Turn signals are older than modern digital systems. Your turn signal bulbs draw power, that power creates a little heat inside the flasher module. This breaks the connection. Then it cools, and it makes the connection and they light up again. Over and over. Different bulbs and other factors will cause it to flash at different rates. So the timing isn’t perfect and varies from car to car.
Like everything else, they’re digital now, and have perfect consistent timing now. It’s going to become more and more likely to see perfect sync between vehicles, given that you both started your flashers at the same time.
But also… You’d have to have the same make and model to guarantee it syncs.. because there is no standard timing! There is only a range specified by law, not exact timing. So different makes and models use different timing.
If you sit at a red light long enough and focus on one particular car, your signals will eventually sync. Maybe only for a couple of blinks because they’re not flashing at the same speed, but it’ll happen. Otherwise, there are many factors affecting why it doesn’t happen. The simplest is that most manufacturers use different modules to make their signals flash. A Toyota and Ford might be off by milliseconds, but that in itself means they will never sync perfectly with each other. The other big factor is that everyone turns on their signals at a different time. If you and the car next to you (of the same make/model) flipped on your signals at the same exact second, then it might be perfectly synchronized.
I used to sit at a turn signal that took two minutes to turn green every morning on my way to work. Thought long and hard about this, apparently.
There are a few things to consider. Older cars use a relay to operate turn signals which work by passing electrical current through a piece of metal until it heats up enough to expand and disconnect the circuit, which then reconnects when the metal cools down and shrinks. Imperfections in the material and manufacturing process and variances in electrical current from car to car makes these relays almost impossible to synchronize.

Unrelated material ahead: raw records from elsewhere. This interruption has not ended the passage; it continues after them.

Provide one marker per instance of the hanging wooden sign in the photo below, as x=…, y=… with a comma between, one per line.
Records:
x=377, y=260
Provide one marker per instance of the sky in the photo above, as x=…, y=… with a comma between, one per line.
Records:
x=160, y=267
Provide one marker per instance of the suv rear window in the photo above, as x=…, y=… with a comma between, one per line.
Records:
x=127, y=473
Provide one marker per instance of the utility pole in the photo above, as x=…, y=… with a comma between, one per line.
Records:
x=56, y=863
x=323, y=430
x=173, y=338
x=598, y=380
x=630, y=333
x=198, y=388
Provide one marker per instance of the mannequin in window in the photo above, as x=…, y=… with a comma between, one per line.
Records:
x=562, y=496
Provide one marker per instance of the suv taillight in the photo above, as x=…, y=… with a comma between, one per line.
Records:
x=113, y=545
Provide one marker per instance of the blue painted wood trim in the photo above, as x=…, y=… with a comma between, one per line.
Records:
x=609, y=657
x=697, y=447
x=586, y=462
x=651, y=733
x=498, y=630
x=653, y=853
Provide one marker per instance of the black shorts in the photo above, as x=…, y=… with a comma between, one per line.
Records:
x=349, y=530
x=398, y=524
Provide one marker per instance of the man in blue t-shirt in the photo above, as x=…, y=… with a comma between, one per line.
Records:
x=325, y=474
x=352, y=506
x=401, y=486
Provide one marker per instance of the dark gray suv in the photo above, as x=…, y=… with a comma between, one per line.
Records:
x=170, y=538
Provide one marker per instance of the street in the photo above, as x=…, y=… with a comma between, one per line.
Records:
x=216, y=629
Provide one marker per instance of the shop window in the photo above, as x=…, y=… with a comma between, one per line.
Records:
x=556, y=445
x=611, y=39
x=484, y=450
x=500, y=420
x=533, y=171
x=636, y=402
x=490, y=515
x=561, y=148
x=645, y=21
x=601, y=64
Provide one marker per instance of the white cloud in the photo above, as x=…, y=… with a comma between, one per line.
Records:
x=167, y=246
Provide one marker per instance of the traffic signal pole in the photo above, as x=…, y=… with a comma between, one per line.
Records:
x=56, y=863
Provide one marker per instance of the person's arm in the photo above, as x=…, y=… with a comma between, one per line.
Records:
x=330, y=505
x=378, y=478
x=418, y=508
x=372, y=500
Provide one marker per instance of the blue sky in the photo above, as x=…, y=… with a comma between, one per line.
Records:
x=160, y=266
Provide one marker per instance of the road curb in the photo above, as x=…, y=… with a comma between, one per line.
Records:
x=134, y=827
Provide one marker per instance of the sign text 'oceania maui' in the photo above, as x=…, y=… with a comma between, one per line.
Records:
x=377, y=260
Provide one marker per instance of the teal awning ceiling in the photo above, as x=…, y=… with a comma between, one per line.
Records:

Also, even with newer digitally controlled circuits, timers aren’t always 100% perfect. Crystal oscillators will have a small percentage of tolerance in the actual frequency in which they oscillate. They will also be affected by stability of source power, temperature, and other small factors. You can have a hundred oscillators that are specified to operate at 32,768 hertz but, in reality, may vary by hundreds of Hertz between them. Though the effect is minimal in most uses, over time it will cause desynchronization. Software controlled lights, which use processor clock speed for timing instead of a crystal oscillator, can cause desynchronization when the processor cannot complete instructions within specified time which cause them to delay in response to other requests. This phenomenon is known as clock drift. This is why GPS timing, as GPS satellites use atomic clocks to provide timing, is important in synchronization sensitive applications, like long distance point to multipoint microwave radio communication or to provide “authoritative time” for logging.
There’s also the fact that people don’t turn on their turn signals at the same exact time.
Well not being synchronized it’s pretty easy… I figure you really meant frequency and duty cycle. Even on new cars that operate on digital timers set in the body controller all the different manufacturers might have slightly different timing they prefer. I don’t believe there is any standard timing required by the EU or USA, etc… So manufacturers will just do whatever they like.